Colette Bonheur (September 20, 1927 – October 10, 1966) was a singer from Montreal, Quebec.

== Biography ==

Colette Bonheur is observed in the radio show The Phantom of the keyboard (piano) CKVL-FM (Montreal), led by Jacques Normand, Gilles Pellerin and pianist Billy Munro in the late 1940s. The singer joined by following the cabaret troupe The Golden Pheasant by Jacques Normand in October 1950.

From 1954 to 1957, she shared with Jacques Normand Gilles Pellerin and starred in the variety show door open on the Radio-Canada. Meanwhile, she sang in cabarets Montreal's most popular contemporaries such as Cabaret Saint-Germain-des-Pres (Montreal), The Continental Café, rue Saint-Urbain in Montreal or Quebec Chez Gerard.

In the fall of 1954 she participated with Jacques Normand, Gilles Pellerin, Normand Hudon, Pierre Theriault and other programming of three Beavers, a new tavern opened above the Café Saint-Jacques. Her rendition of "Violets fields" Yves Beauparlant won her the prize in radio Canadian singing contest in 1957. In 1961 she married the saxophonist Gerry Robinson with whom she will settle in the Bahamas.

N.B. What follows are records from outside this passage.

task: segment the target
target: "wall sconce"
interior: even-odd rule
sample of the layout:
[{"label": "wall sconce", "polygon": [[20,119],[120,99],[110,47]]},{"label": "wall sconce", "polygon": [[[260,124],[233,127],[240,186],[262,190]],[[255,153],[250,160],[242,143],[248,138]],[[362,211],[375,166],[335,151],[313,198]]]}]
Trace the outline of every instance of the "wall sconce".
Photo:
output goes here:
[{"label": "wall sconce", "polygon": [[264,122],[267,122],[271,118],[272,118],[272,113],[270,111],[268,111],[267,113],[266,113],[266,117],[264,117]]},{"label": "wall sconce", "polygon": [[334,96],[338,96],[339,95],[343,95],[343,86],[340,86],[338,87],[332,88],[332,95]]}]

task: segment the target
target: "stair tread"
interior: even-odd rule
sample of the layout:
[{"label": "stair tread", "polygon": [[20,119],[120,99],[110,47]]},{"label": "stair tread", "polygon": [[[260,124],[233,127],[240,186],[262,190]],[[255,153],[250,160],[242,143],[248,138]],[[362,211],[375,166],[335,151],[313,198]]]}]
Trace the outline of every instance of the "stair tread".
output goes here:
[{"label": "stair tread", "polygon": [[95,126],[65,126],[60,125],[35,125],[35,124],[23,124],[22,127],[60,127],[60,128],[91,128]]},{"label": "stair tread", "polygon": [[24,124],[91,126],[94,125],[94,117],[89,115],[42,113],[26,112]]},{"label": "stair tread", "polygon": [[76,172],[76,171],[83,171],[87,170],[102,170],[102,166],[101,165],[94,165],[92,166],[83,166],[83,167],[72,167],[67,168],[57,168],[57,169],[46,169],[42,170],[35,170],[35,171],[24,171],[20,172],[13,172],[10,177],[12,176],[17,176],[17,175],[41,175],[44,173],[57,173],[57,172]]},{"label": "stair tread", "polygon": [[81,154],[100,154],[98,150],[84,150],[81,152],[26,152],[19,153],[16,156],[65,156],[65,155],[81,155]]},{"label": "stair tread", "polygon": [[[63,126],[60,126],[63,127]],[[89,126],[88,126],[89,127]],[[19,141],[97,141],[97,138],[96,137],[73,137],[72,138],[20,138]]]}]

Colette Bonheur is the daughter of Quebec singer and actress Lise Bonheur (born Leontine Laurendeau), sister of singer and painter Guylaine Guy, painter Lise Chailler, and singer and artist Monique Chailler. Colette is also niece to John Philip Sousa's first oboeist Alexander Laurendeau.

She died on October 15, 1966, in Freeport, Bahamas from a forced drug overdose by her husband.

== Discography ==
- Colette Bonheur, Collection QIM (2005, Expérience, EXP-119, Compilation). Colette Bonheur, QIM Collection (2005, Experience, EXP-119, Compilation).
- Colette Bonheur Chante Pour Vous (1958, Epic, LF 2007). Colette Bonheur sings for you (1958, Epic, LF 2007).
- 12 Chansons Canadiennes (1957, Pathé, PAM 68.000). 12 Canadian songs (1957, Pathé, PAM 68,000).